The study’s findings also suggest that not everyone responds to an LCHF diet in the same way.

“On average, cholesterol levels tend to rise on this diet, but some people’s cholesterol concentrations can stay the same or go down, depending on several underlying factors,” Iatan said. “There are inter-individual differences in how people respond to this dietary pattern that we don’t fully understand yet. One of our next steps will be to try to identify specific characteristics or genetic markers that can predict how someone will respond to this type of diet.”   

A limitation of the study is that participants provided dietary information at only one point in time, which should be considered when interpreting the study findings, Iatan said. Moreover, self-reports of food consumption can be inaccurate, though Iatan said this questionnaire has been extensively validated.    

Because the study was observational, it can only show an association between the diet and an increased risk for major cardiac events, not a causal relationship. However, Iatan said the findings merit further research in prospectively designed studies, especially when approximately 1 in 5 Americans report being on a low-carb, keto-like or full keto diet.

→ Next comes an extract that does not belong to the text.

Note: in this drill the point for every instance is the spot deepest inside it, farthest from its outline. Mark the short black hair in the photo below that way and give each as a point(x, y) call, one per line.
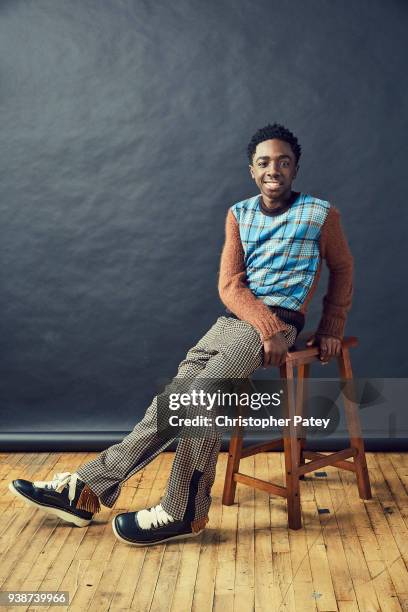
point(271, 131)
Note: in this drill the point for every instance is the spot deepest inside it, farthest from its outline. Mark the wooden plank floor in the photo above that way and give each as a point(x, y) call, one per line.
point(353, 556)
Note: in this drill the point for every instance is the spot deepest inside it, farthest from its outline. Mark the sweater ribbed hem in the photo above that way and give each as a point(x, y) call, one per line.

Iatan presented the study, “Association of a Low-carbohydrate High-fat (Ketogenic) Diet With Plasma Lipid Levels and Cardiovascular Risk in a Population-based Cohort,” on Sunday, March 5.

4 Comments on "Beware of Keto Diet: May Be Linked to Higher Risk of Heart Attacks and Cardiovascular Disease"

  1. Maeby Lynked Maebynoh | March 7, 2023 at 1:37 am | Reply

    Maybe people choose a special diet because they have worse cholesterol, the way anyone choosing diet fizzy drinks is fat?

    Self-reported studies are great. I eat a natural keto diet with healthy fats in moderation while staying optimally hydrated, like these potato chips I’m eating with beer. My favourite bit is “On average, cholesterol levels tend to rise on this diet, but some people’s cholesterol concentrations can stay the same or go down”, so after a dozen years they found their conclusion is true apart from when it’s false. Don’t eat the chalk on the way back to the drawing board.

  2. Wow!! If only STDaily would come out with the same VIGOR AND VITRIOL about the 91-divoc vaccines, but, the science cried the wolf….

  3. Rajeev Samuel | March 7, 2023 at 7:52 am | Reply

    Carbohydrates combined with Poly-Unsaturated fats (PUFA / VARNISH -> soybean/safflower/sunflower/corn/seasame/canola/flaxseed/cottonseed/linseed) directly cause cancer, diabetes, heart disease, liver disease, obesity and dementia.

  4. This is a bizarre excuse for a study. They categorized people based on exactly one day’s self reported diet over an 11 year period. Then they called a diet that allows 25% carbs as a “keto-like” diet. This is a typical example of shoddy “science” being promoted by a credulous press.